Druid processes can be deployed any way you like, but for ease of deployment we suggest organizing them into three server types: Master, Query, and Data.
* **Master**: Runs Coordinator and Overlord processes, manages data availability and ingestion.
* **Query**: Runs Broker and optional Router processes, handles queries from external clients.
* **Data**: Runs Historical and MiddleManager processes, executes ingestion workloads and stores all queryable data.
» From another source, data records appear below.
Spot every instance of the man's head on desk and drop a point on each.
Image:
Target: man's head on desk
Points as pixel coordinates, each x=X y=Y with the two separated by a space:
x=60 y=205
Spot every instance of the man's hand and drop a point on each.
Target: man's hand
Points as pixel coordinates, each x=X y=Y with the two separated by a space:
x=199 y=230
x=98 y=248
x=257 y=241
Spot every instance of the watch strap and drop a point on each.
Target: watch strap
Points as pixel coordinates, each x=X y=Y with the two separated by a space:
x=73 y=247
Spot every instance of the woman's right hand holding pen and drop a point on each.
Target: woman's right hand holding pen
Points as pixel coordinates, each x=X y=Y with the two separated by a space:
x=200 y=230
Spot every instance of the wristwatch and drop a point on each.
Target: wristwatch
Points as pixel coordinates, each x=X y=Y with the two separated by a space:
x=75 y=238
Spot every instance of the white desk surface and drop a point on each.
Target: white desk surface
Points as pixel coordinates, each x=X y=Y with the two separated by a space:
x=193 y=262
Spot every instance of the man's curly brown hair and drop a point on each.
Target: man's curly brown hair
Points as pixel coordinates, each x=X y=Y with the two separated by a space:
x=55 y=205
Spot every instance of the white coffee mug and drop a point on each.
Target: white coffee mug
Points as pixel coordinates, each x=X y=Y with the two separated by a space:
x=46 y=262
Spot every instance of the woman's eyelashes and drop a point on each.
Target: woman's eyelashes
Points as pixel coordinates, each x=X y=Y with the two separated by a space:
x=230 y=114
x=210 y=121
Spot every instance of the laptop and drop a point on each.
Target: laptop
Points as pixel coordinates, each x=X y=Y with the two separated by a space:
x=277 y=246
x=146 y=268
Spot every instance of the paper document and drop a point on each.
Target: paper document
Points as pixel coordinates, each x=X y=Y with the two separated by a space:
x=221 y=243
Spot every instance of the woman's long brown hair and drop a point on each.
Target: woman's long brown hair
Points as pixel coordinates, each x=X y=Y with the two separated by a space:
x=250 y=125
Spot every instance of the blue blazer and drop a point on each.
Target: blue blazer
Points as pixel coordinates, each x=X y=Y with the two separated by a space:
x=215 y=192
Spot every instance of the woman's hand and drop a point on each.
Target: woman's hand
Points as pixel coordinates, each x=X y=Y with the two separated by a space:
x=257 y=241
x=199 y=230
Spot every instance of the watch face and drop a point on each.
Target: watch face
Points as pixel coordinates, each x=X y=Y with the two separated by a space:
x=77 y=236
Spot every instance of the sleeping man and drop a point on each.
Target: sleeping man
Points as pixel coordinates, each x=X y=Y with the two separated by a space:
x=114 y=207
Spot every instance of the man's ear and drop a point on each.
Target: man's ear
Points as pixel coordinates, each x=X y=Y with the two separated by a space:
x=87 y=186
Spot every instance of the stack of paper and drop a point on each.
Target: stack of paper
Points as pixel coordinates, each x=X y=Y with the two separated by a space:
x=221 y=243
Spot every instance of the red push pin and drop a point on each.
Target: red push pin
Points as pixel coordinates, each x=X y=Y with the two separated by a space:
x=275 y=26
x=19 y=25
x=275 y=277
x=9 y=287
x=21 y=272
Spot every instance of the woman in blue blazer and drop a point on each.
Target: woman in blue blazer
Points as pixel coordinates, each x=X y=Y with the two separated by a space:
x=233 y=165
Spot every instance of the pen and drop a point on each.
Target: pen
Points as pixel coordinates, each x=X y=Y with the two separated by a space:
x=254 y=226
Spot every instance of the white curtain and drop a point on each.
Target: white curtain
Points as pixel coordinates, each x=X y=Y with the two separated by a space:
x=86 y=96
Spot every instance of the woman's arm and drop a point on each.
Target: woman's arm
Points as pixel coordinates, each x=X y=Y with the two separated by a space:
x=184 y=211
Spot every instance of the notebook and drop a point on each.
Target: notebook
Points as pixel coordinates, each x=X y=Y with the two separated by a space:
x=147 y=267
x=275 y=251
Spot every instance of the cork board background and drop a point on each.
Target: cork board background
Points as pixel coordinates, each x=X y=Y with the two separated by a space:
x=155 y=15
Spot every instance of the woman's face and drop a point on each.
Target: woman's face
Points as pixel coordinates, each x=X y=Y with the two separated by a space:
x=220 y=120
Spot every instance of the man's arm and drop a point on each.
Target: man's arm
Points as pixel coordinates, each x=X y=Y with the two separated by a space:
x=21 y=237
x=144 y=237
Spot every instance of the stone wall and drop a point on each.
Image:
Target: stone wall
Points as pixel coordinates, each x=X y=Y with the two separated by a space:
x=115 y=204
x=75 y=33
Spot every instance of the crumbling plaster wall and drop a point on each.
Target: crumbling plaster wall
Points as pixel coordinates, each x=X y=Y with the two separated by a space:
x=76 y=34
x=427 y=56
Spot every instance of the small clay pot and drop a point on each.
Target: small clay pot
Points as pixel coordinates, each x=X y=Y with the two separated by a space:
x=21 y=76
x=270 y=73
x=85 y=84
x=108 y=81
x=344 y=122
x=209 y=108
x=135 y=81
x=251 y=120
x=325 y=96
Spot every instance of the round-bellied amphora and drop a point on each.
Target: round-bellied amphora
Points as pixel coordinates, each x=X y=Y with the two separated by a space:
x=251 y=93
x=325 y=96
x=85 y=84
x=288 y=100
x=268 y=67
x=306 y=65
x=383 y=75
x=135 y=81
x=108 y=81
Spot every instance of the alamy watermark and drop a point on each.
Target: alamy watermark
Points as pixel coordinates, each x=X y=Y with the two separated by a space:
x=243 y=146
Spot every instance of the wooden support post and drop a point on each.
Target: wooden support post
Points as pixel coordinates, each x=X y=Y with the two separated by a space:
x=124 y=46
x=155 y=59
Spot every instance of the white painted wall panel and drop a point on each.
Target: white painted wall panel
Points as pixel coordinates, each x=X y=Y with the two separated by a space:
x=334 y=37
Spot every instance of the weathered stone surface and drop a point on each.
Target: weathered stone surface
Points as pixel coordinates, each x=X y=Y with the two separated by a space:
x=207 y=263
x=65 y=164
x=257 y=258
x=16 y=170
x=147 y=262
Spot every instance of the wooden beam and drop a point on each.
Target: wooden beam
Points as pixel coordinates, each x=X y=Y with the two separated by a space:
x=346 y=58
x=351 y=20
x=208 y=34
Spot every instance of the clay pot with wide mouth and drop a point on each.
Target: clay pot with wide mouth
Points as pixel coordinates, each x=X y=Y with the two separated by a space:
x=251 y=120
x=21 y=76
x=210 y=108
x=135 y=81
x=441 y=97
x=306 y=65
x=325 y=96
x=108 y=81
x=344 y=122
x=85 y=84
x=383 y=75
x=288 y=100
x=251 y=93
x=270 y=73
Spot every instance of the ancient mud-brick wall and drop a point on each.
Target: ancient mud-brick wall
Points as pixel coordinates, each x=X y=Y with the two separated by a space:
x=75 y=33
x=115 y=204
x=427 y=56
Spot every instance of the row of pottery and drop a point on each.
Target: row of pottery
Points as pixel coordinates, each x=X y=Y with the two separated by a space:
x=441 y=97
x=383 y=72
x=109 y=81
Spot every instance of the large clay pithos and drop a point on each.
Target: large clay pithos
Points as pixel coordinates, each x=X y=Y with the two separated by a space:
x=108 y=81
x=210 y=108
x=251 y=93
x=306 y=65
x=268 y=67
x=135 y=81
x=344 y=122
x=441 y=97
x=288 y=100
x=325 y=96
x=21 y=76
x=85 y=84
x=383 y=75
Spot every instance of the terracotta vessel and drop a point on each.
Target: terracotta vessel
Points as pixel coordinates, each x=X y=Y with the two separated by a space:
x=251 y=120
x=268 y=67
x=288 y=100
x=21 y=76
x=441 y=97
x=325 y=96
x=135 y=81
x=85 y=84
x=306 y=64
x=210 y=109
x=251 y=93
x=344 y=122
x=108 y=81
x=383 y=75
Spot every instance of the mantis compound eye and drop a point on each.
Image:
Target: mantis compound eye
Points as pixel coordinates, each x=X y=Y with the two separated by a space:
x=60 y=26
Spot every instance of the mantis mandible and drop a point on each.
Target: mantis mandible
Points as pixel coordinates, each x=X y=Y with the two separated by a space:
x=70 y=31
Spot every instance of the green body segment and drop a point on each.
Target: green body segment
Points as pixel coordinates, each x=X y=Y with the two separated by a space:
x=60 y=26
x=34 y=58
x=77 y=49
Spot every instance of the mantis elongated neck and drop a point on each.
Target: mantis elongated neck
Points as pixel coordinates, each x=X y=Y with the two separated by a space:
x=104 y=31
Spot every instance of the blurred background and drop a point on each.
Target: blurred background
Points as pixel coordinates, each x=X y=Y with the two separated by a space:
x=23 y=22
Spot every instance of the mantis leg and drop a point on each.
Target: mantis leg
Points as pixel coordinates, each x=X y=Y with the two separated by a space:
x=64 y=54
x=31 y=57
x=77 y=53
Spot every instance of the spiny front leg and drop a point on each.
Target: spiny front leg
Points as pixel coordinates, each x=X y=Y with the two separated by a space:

-`is_available`: True if the segment is currently available for querying, either on a realtime task or Historical
process.
-`is_realtime`: True if the segment is _only_ available on realtime tasks. For datasources that use realtime ingestion,
this will generally start off `true` and then become `false` as the segment is published and handed off.
-`is_overshadowed`: True if the segment is published (with `used` set to true) and is fully overshadowed by some other
published segments. Generally this is a transient state, and segments in this state will soon have their `used` flag
automatically set to false.
## Query processing
Queries first enter the [Broker](../design/broker.md), where the Broker will identify which segments have data that may pertain to that query.
The list of segments is always pruned by time, and may also be pruned by other attributes depending on how your
datasource is partitioned. The Broker will then identify which [Historicals](../design/historical.md) and
[MiddleManagers](../design/middlemanager.md) are serving those segments and send a rewritten subquery to each of those processes. The Historical/MiddleManager processes will take in the
queries, process them and return results. The Broker receives results and merges them together to get the final answer,
which it returns to the original caller.
Broker pruning is an important way that Druid limits the amount of data that must be scanned for each query, but it is
not the only way. For filters at a more granular level than what the Broker can use for pruning, indexing structures
inside each segment allow Druid to figure out which (if any) rows match the filter set before looking at any row of
data. Once Druid knows which rows match a particular query, it only accesses the specific columns it needs for that
query. Within those columns, Druid can skip from row to row, avoiding reading data that doesn't match the query filter.
So Druid uses three different techniques to maximize query performance:
- Pruning which segments are accessed for each query.
- Within each segment, using indexes to identify which rows must be accessed.
- Within each segment, only reading the specific rows and columns that are relevant to a particular query.